Потом их посадили в поезд, который направлялся вглубь Рейха. Фриц с отцом держались вместе, как всегда до того. Их везли в Маутхаузен, на территории Австрии, куда СС собирало остатки годных к работе заключенных, чтобы, выпив из них последние силы, разделаться и с ними тоже. На вагон приходилось по сто сорок человек; сначала они стояли, но постепенно холод начал их убивать, и на полу освобождалось место, где можно было сидеть. Трупы сваливали в кучу в углу вагона, а одежду с них живые забирали себе, чтобы согреться.
Но, хоть они едва держались на ногах, то были счастливчики, еще способные работать – большинство их братьев и сестер, жен, матерей и детей убили или погнали на запад пешком, и они умерли на марше.
Семь лет назад, когда начался этот кошмар, Фриц был еще ребенком; он стал мужчиной в нацистских лагерях – там он учился, взрослел и сопротивлялся тем, кто пытался заставить его отказаться от надежды. Он предвидел наступление этого дня и готовился к нему. Под лагерной униформой у них с отцом была надета гражданская одежда, которую Фриц раздобыл через друзей из освенцимского Сопротивления.
Поезд проехал Вену – город, некогда бывший их домом, – а потом повернул на запад. Это означало, что до пункта назначения осталось каких-то пятнадцать километров. Они находились на родине и, решившись теперь бежать, вполне сошли бы за местных рабочих.
Фриц оттягивал решающий момент, тревожась об отце. Густаву исполнилось пятьдесят три, он был стар и измучен – удивительно, что он вообще протянул так долго. И вот теперь, когда решалась их судьба, просто не мог подняться на ноги. Силы покинули его. Но Густав ни за что не хотел лишать сына шанса на выживание. Мучительно было расставаться после того, как они столько лет поддерживали друг друга в борьбе за жизнь, и все же он настаивал, чтобы Фриц бежал один. Фриц умолял его попытаться, но отец был непреклонен. «Бог тебя защитит, – сказал он. – Я не могу. Я слишком слаб».
Помедли Фриц еще немного, и было бы уже поздно. Он поднялся и сорвал с себя ненавистную полосатую пижаму; потом обнял отца, поцеловал и с его помощью перебрался через скользкий боковой борт вагона.

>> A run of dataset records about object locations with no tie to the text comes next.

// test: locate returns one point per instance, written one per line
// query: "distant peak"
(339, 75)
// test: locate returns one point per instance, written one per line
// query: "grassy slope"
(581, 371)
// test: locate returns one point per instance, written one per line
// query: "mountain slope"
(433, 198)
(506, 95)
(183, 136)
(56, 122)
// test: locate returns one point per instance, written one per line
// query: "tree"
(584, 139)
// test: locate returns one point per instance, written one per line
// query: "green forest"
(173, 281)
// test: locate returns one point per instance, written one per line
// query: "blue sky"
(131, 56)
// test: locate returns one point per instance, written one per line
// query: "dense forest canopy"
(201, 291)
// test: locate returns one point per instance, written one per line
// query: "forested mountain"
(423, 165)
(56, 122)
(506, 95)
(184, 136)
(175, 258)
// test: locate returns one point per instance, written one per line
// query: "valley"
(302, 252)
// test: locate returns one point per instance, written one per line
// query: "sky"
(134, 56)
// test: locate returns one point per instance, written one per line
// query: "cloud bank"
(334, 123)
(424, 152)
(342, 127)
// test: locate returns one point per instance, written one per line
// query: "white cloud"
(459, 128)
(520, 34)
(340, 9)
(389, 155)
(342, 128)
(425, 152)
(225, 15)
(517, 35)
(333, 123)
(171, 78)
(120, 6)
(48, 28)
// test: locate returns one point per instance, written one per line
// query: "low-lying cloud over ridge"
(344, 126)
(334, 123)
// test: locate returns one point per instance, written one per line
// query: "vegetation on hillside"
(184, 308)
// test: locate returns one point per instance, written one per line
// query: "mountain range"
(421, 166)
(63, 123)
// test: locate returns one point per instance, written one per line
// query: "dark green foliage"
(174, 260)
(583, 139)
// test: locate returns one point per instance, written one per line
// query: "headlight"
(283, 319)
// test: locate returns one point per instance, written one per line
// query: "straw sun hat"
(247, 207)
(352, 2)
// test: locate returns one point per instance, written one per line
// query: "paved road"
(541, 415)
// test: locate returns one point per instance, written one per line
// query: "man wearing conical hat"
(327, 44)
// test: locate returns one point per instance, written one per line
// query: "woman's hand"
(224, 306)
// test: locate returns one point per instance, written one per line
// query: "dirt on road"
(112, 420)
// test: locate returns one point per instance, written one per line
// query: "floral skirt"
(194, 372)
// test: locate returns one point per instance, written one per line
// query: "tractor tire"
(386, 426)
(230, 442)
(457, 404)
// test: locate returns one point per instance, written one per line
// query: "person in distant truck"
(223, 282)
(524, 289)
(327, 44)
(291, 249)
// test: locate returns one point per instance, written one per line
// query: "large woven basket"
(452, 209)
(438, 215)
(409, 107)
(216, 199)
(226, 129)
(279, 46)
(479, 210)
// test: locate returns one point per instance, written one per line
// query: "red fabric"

Ледяной ветер ударил ему в лицо. Он встревоженно оглянулся на сторожки охранников в соседних вагонах, где сидели эсэсовские караульные. Ярко светила луна – два дня до полнолуния, – и от нее на снег ложились причудливые тени, на фоне которых любое движение сразу бросалось в глаза[1]. Поезд грохотал, катясь на максимальной скорости. Собрав волю в кулак и надеясь на лучшее, Фриц бросился вперед, навстречу потокам морозного воздуха.
Часть первая. Вена
Семью годами ранее…
«Когда кровь евреев потечет с ножа…»
Густав Кляйнман тонкими пальцами подтолкнул ткань под лапку швейной машинки, и та застрочила пулеметной очередью, а иголка повела за собой длинную плавную линию шва. Рядом с его рабочим местом стояло давно требовавшее починки кресло – скелет из буковых планок, стянутых ремнями, с набивкой из конского волоса. Прострочив деталь, Густав приложил ее к подлокотнику и стал прибивать на место мебельными гвоздиками – с изнанки простыми, а снаружи медными, с круглыми выпуклыми шляпками, заколачивая их вплотную, так что стежка напоминала цепочку солдатских касок; с мерным стуком молотка гвоздики вставали точно на свое место.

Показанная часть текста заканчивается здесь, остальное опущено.